The crowd, she says, immediately started chanting, "USA! USA!" and then "Rose La-velle! Rose La-velle!"
This isn't the first time Lavelle has made her hometown proud. She scored twice in her first start at the Women's World Cup back in June, posting goals in the 10th and 56th minutes as the USA beat Thailand 13-0, the highest scoring victory in the Cup's history.
Lavelle visited Cincinnati ahead of her trip to France to unveil a mural in her honor at The Banks.
"I always say that Cincinnati is the city that built me into the player and the person that I am today," the Mount Notre Dame grad told WVXU's Tana Weingartner. "I think the support that I get form Cincinnati means so much to me because this city means so much to me."
Local artist Jenny Roesel Ustick, a professor at the University of Cincinnati's College of Design, Architecture, Art and Planning, intentionally left room to later add a World Cup trophy to her artwork at 44 West Freedom Way.
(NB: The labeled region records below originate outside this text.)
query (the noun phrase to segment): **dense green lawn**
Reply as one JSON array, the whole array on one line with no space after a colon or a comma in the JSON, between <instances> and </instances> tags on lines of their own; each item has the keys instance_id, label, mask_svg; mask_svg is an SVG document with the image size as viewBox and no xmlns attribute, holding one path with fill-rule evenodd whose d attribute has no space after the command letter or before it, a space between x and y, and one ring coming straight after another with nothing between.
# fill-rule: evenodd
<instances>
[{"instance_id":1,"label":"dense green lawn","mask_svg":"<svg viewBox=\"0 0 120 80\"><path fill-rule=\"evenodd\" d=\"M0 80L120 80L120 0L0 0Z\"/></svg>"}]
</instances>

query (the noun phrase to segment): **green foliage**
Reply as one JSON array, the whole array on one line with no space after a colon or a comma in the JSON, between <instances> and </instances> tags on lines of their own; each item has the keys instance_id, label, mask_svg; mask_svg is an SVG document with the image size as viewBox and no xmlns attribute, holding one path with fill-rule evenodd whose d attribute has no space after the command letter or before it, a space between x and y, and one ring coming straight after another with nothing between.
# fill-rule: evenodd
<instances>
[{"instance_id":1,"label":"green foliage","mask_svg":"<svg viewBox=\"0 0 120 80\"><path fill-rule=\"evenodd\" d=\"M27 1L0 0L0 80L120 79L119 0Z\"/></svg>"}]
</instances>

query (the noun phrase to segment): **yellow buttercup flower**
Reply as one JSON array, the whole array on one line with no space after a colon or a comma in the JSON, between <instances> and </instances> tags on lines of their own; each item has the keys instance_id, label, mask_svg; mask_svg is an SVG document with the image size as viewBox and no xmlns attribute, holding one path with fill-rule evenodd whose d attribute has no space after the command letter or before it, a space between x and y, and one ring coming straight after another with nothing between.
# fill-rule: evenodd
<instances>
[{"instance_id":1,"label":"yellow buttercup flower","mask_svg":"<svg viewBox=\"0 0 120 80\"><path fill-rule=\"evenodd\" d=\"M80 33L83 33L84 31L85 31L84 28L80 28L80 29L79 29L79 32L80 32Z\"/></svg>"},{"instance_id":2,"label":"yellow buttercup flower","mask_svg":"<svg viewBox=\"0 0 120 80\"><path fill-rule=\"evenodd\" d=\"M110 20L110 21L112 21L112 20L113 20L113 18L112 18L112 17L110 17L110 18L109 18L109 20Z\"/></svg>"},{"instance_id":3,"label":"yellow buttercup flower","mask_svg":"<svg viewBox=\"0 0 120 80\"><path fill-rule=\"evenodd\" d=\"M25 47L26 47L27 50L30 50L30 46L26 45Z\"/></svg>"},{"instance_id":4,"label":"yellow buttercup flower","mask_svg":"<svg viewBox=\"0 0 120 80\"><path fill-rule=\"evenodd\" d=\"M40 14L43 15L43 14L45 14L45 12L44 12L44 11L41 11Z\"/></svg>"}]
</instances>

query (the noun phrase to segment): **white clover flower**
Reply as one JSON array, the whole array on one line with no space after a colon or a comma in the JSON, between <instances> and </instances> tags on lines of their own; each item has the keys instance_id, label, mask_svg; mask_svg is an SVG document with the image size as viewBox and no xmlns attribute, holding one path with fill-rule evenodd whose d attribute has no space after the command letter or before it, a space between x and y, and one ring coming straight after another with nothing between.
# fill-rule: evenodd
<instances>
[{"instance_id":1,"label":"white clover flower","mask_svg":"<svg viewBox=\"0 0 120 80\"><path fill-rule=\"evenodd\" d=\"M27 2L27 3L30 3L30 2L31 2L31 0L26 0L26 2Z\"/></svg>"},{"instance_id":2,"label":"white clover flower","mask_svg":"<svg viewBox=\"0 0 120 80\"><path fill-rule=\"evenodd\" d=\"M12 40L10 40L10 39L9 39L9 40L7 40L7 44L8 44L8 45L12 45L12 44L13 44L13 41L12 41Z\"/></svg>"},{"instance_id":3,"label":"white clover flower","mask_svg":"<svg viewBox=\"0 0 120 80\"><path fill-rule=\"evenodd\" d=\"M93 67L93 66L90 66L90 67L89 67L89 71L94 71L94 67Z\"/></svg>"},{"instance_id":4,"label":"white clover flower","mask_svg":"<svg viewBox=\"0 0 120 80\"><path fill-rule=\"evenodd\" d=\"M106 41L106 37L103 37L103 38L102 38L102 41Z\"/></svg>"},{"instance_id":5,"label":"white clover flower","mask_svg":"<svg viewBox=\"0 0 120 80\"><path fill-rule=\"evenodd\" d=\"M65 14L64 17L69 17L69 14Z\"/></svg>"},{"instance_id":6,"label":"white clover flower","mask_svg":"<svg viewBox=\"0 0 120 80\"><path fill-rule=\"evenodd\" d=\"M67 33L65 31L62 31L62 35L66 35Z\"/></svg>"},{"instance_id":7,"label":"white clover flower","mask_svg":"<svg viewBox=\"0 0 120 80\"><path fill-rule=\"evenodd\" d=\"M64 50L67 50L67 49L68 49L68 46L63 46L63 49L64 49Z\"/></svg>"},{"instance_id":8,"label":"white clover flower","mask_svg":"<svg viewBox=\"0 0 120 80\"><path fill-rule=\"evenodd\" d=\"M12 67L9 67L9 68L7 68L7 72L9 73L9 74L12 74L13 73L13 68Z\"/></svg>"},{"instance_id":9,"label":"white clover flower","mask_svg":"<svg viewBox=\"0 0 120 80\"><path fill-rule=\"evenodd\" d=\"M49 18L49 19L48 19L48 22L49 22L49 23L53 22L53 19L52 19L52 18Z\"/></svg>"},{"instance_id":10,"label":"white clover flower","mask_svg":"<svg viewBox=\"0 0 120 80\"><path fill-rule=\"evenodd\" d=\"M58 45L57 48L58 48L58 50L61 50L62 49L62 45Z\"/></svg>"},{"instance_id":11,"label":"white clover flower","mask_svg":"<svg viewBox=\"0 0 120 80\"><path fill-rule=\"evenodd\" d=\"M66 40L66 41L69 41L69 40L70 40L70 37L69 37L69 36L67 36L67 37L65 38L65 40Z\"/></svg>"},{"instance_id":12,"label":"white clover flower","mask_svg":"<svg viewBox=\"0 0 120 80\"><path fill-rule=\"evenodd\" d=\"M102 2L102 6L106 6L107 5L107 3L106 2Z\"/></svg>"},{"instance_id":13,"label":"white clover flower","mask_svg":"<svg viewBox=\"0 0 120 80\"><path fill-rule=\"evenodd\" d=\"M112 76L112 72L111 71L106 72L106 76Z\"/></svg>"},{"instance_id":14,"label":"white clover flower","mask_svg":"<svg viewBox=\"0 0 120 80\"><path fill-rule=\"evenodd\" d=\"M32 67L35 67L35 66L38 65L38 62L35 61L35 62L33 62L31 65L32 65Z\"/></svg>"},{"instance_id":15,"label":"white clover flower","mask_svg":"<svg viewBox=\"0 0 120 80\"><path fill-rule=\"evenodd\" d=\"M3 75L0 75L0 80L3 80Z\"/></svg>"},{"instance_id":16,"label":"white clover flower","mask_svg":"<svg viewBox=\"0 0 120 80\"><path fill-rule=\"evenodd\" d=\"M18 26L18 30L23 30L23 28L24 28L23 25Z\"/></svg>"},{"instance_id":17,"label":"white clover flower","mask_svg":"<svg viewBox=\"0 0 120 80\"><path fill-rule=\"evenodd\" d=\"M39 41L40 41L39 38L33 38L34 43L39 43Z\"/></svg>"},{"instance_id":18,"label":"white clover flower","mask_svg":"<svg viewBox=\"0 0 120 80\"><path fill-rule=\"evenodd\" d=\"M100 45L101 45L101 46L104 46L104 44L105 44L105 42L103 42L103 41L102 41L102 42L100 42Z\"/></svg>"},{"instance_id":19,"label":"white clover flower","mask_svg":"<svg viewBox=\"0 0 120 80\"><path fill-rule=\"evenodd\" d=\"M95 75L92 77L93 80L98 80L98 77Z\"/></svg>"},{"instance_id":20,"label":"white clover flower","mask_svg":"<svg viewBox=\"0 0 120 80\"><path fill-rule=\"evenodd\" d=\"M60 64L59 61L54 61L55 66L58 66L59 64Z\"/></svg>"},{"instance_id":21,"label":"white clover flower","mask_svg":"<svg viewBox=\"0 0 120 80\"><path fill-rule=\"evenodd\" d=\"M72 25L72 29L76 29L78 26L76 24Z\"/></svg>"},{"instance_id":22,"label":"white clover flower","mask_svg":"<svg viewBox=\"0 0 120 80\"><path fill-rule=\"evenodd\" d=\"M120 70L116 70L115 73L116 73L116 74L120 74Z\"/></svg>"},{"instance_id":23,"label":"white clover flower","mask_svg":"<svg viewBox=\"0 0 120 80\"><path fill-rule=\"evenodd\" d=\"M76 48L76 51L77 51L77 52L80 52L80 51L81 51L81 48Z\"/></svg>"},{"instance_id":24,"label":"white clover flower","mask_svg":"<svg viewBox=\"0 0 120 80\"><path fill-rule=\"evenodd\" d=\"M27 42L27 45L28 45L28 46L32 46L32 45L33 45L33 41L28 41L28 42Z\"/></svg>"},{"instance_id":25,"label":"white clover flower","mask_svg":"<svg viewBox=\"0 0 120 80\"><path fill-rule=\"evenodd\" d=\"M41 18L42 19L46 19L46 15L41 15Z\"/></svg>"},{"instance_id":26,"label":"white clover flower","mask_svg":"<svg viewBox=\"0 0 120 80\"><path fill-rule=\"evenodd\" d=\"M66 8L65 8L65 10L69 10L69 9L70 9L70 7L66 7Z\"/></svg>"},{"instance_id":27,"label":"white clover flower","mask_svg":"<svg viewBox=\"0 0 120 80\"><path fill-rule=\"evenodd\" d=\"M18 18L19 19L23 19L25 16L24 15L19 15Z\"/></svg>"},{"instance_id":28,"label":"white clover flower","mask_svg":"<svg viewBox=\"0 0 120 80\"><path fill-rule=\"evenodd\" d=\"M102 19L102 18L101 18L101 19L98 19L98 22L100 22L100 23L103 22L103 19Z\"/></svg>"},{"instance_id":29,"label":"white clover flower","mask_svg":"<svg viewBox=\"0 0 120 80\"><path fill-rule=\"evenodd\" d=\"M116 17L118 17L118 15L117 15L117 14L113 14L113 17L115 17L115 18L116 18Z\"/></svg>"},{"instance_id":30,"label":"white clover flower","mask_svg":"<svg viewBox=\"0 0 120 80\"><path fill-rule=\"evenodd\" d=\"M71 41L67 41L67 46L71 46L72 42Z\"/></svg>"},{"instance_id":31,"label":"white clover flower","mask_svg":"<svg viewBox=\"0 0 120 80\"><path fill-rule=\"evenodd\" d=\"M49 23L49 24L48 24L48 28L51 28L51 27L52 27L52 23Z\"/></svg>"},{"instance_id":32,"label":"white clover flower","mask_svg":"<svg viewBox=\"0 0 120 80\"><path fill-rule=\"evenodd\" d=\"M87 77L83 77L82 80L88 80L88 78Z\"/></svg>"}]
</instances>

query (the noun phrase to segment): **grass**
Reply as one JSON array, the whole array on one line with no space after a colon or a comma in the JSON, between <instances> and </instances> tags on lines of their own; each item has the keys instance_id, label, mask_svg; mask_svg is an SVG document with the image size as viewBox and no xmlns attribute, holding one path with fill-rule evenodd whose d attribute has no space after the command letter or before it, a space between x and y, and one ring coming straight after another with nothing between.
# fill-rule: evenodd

Schwegmann says it will be added as soon as rights to use the trophy's likeness are cleared.
While Schwegmann doesn't know the exact number in attendance for Sunday's viewing party, she says the restaurants and bars were full, as were the streets, which had been shut down to vehicular traffic.

"I was down there all morning while they were setting up the streets," she says. "As soon as we set up the picnic tables we had people taking them up. It was a really great event for all ages."
On Wednesday, the team will be honored with a ticker-tape parade in New York City. Might Cincinnatians hope for a something similar to honor its hometown hero?
"We would love to do that," Schwegmann says. "We'd like to hope (Lavelle) makes it back to Cincinnati before too long. She is the darling of the town at the moment."